Competitive Clubs

Reading Time: 2 minutes

U of O softball team start their training early

Katherine DeClerq | Fulcrum Staff

WITH SNOW ON the ground, the University of Ottawa women’s softball team is heading indoors to gear up for their 2012 training season. With only one athlete graduating from the squad, the Gees look to be in good shape for next year.

“We’ve got a pretty unique team,” said head coach Scott Searle. “We have 13 players in training …  so we really wanted to capitalize on that and really improve in the off season.”

The Gees will practise three hours a week until their season picks up again in the fall, focusing on fitness and technical hitting.
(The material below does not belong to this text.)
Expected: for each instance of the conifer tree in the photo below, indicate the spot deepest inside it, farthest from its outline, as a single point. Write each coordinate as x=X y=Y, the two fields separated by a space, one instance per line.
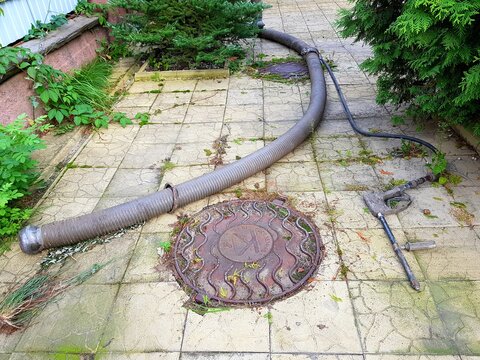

Although the squad performed admirably last season, Searle is confident with extra training and the experience of veteran players the Gees should be able to bring home a medal next season.

“We lost two games at the championship tournament by one run,” he explained. “Both teams that beat us, Toronto and Waterloo, are graduating their whole team, so it’s an easy experience for us because we will have all of [the athletes] back and we won’t have a graduating player for two years.

“We hope to improve on the season we had last year. We feel that with another clutch we should have a gold medal. We are extraordinarily close in our view.”

In addition to capitalizing on training time, the off-season is being used as an extended fundraising campaign. The team is currently planning a chocolate drive after months of selling coupon books, conducting hockey pools, and organizing free pitch tournaments. The Garnet and Grey also trains at Algonquin College’s indoor dome because it is cheaper than Minto Sports Complex at the U of O.

According to Searle, fundraising is a yearlong feat for the squad, as the cost of gas, hotels, and equipment goes up every year and the money the team receives from the university remains stagnant.

“The university gives us $3,000 and our budget is $11,000, so fundraising is the most important thing—more important than training sometimes,” he explained. “This is my 10th year with this program, and I think it is a little bit of a shame that we’re spending most of our time fundraising and training at another post-secondary education [institution] because we can’t get into ours.

“The money from the university has been the same for the past six years, so basically that gets you a lot less.”

Regardless of the struggles, Searle is looking forward to the 2012 training season and seeing what the squad can do come fall.

“We are really excited to get going and we are looking to hit the ground running,” he said.